Не встречаясь и не объясняясь, заочно меня приговорил и друг Женичка. По горячим следам событий, но не участвуя в них (то есть действуя скорее как журналист, а не как поэт), он написал поэму под таинственно-масонским названием “Треугольник и глаз”. В ней он описал, соответственно, любовный треугольник и то, как его видит — нет, не всевидящее око, а любопытный взгляд соседа, подсматривающего за тем, что он считает адюльтером. С этой поэмой и сопутствующим комментарием он прошествовал по компаниям и салонам: читал у Шейниных… у Штернов… там… сям… И дело делалось. Я, естественно, захотел узнать, что это за произведение, и автор неожиданно охотно передал мне текст через третьих лиц.

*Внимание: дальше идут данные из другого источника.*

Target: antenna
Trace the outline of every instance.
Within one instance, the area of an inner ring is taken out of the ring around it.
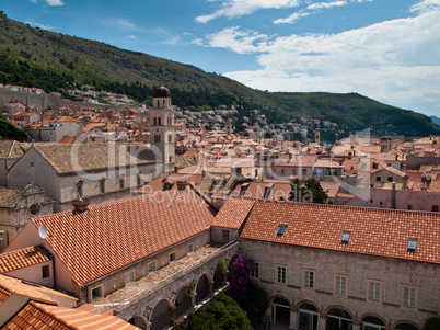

Это было не то, что я предполагал. Я ожидал каких-нибудь посильных вариаций на тему “Моцарта и Сальери” с заведомо известной ролью, мне отведенной… Нет, такой малостью мне было не отделаться — автору показался контраст между гением и злодейством недостаточно ярким. Первым “углом треугольника” у него, конечно, был Поэт и Гений, но еще и Герой, пошедший бесстрашно против неправедных сил — каких же? — ну, не обозначать же прямым текстом КПСС и КГБ, иносказательно можно назвать их Драконом. А его возлюбленная, хотя и не была захвачена в плен, но селилась предосудительно между Театром и Рынком, что, вероятно, символизировало ее лицедейство и продажность. Поэтому-то ее с легкостью и соблазнил появившийся третий “угол” — и не злодей, и не поэт, и даже не претенциозная литературная бездарь, а вообще никто, какой-то хлюст с улицы, единственной приметой которого была хорошая английская обувь, описанная автором со вкусом, вниманием и даже некоторым завистливым сожалением. А ведь, действительно, я одно время донашивал английские туфли моего покойного тестя, и надо же, как автор их прочувствовал, запомнил и оценил! Правда, про Рынок соврал: вместо него был Никольский собор. Ну какая разница, это ведь художественное произведение! И, слушая его, либеральная интеллигенция наслаждалась вовсю своей нравственной правотой.